On the other hand, the stage which immediately precedes the Orion type somewhat resembles a peculiar class of nebulae, so the upward progression of the Orion stars may have been from nebulae through this stage.
Let us see what these stages are.
At one end of the series we find stars like Gamma in the Sails of the Ship Argo. When its light is spread out by prisms into a coloured band it is a wonderful sight, for not only are there dark lines and dark flutings, but wide bright bands mingle with these and stand out against the fainter background. We are fortunate to possess γ Velorum in the southern hemisphere, for it is the only bright star of its class. The type is known as Wolf-Rayet Stars, from the name of their discoverer. Only a few are known, and because of their faintness not very much has been discovered about them, but it is remarkable that all of them lie near the middle line of the Milky Way.
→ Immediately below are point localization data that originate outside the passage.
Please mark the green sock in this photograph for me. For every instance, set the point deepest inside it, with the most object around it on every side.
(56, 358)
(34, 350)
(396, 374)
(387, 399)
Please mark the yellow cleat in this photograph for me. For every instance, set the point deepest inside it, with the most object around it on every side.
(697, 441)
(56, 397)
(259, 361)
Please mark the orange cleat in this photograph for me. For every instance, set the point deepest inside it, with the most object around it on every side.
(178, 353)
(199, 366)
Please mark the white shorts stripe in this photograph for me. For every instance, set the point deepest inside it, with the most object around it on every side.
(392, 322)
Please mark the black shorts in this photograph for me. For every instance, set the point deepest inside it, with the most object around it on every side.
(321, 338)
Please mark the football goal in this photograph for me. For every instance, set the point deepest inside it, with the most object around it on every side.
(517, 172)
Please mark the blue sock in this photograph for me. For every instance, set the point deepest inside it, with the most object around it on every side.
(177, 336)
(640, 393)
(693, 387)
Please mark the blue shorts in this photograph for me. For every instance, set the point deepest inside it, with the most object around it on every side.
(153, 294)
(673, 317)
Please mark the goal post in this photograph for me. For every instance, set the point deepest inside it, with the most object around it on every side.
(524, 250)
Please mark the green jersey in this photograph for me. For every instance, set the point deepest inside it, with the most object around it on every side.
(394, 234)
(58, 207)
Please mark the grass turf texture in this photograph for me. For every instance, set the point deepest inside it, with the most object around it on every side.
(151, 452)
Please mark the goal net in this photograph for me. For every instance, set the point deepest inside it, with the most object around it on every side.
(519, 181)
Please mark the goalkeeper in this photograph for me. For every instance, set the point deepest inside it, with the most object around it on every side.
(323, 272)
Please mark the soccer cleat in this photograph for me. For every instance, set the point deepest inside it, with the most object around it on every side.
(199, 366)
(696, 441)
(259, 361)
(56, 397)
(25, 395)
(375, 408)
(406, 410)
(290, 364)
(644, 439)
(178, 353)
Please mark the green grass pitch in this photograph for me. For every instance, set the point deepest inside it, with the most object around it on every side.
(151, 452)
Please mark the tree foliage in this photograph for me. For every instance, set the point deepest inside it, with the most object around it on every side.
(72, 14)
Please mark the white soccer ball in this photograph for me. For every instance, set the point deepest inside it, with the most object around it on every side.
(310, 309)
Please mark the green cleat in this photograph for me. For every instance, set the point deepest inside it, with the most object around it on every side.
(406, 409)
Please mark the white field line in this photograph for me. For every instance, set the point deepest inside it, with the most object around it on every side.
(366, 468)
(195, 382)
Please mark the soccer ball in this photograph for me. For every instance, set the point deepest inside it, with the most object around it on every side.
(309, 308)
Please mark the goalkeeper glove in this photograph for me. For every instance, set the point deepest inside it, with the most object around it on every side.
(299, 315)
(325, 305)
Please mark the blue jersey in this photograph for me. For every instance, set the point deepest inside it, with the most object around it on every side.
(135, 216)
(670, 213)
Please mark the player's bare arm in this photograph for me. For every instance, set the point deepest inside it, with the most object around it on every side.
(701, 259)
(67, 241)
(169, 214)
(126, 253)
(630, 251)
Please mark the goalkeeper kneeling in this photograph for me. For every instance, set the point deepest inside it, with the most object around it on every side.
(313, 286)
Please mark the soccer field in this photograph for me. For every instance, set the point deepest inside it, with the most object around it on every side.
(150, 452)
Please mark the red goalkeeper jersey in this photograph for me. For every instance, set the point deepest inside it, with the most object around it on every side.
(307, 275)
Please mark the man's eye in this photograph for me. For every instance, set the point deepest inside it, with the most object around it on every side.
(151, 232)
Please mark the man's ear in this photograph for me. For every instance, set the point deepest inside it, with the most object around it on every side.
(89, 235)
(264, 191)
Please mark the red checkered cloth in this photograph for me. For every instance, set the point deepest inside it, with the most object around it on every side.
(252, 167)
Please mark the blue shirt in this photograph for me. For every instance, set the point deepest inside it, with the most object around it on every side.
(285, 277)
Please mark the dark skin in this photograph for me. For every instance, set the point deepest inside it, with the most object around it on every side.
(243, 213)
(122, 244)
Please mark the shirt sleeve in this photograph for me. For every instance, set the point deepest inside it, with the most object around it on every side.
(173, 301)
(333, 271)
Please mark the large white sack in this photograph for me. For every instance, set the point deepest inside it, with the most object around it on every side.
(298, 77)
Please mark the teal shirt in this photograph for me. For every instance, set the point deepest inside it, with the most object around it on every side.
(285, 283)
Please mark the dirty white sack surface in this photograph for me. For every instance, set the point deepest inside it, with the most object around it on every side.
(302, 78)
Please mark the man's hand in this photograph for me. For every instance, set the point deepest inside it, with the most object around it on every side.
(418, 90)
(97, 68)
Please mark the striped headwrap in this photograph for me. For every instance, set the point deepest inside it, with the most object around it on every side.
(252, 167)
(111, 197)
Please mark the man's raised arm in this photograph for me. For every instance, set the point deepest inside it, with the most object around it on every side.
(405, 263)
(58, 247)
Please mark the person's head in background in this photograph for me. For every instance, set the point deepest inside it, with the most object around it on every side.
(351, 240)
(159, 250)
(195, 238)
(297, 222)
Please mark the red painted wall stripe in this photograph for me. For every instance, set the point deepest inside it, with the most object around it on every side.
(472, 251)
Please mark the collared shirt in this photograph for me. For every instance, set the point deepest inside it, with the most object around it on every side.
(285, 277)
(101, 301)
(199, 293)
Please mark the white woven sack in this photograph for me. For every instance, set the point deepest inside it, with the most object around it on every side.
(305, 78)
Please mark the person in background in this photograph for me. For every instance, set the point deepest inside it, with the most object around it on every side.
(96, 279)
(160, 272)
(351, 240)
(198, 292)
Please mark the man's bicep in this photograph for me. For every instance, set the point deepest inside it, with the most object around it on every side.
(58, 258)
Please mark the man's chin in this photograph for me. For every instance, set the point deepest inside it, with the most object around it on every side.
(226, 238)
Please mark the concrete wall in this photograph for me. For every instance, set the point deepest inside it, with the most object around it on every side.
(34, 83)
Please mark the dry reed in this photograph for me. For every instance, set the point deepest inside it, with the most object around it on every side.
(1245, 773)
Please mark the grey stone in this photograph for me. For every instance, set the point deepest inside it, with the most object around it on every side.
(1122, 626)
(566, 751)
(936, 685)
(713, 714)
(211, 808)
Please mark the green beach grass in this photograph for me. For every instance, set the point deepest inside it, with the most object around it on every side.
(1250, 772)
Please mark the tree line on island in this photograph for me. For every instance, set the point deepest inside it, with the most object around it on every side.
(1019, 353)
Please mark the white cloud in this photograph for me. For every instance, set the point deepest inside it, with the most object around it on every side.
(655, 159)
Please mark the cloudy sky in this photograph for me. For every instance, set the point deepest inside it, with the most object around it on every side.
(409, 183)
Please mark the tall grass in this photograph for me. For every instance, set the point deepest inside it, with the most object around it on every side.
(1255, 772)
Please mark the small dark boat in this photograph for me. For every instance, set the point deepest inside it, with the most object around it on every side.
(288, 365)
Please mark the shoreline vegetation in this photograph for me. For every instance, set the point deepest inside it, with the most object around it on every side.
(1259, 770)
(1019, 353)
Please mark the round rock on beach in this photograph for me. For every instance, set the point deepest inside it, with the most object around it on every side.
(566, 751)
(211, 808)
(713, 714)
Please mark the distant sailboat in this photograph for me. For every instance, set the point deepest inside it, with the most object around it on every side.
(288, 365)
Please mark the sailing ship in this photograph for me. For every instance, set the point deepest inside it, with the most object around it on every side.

The bright lines in their spectra and some other features of Wolf-Rayet stars point (as we have said) to a connection with gaseous nebulae, and it is possible that they developed from nebulae not very long ago—as time is reckoned in astronomy. Though this past is doubtful, the future of these stars is clearly indicated: they are destined to become Orion stars, for in stars like τ Canis majoris we see an intermediate stage between the two types.
Orion Stars sometimes have bright lines in their spectra also, especially the very blue ones found near nebulae, but the most striking and characteristic feature is the series of dark helium lines, from which they are often called “helium stars.” The three in Orion’s belt are typical of this class; several first-magnitude stars belong to it, as we have seen, and it contains others which are very bright, such as β and δ Crucis, β Scorpii, α Lupi, α Pavonis, α Gruis, α Sagittarii. Spica is a distinctly blue Orion star; Rigel and γ Gruis have already lost the blue tint and are approaching the next stage.
For the Orion class passes by gradual transition into the Sirian Stars, which may be called “hydrogen stars,” from the wide hazy lines of hydrogen which are the most conspicuous feature in their spectrum. They are also very hot and bright, though less so than the Orion stars. Besides Sirius, a large number of bright southern stars belong to this class, among which we may mention Fomalhaut, γ Centauri, β Carinae, δ Velorum, and β Pavonis. Among stars visible to the naked eye this is by far the most numerous class, partly, no doubt, because they are intrinsically bright and therefore visible at distances where redder stars could not be seen. This cannot however be the whole explanation, or the Orion stars would be still more numerous instead of being comparatively rare.
The blue end of the spectrum begins to be darkened as a star reaches the stage of sun-like or Solar Stars, and although the hydrogen lines grow narrower and less intense, an immense number of fine lines cross the bright band and absorb much of the light. α Centauri, as we have seen, is a replica of the sun, and another star which almost exactly resembles it, in spectrum if not in mass, is β Hydri. ζ Gruis and one star of the naked-eye double in Grus, δ¹ Gruis, are also solar stars.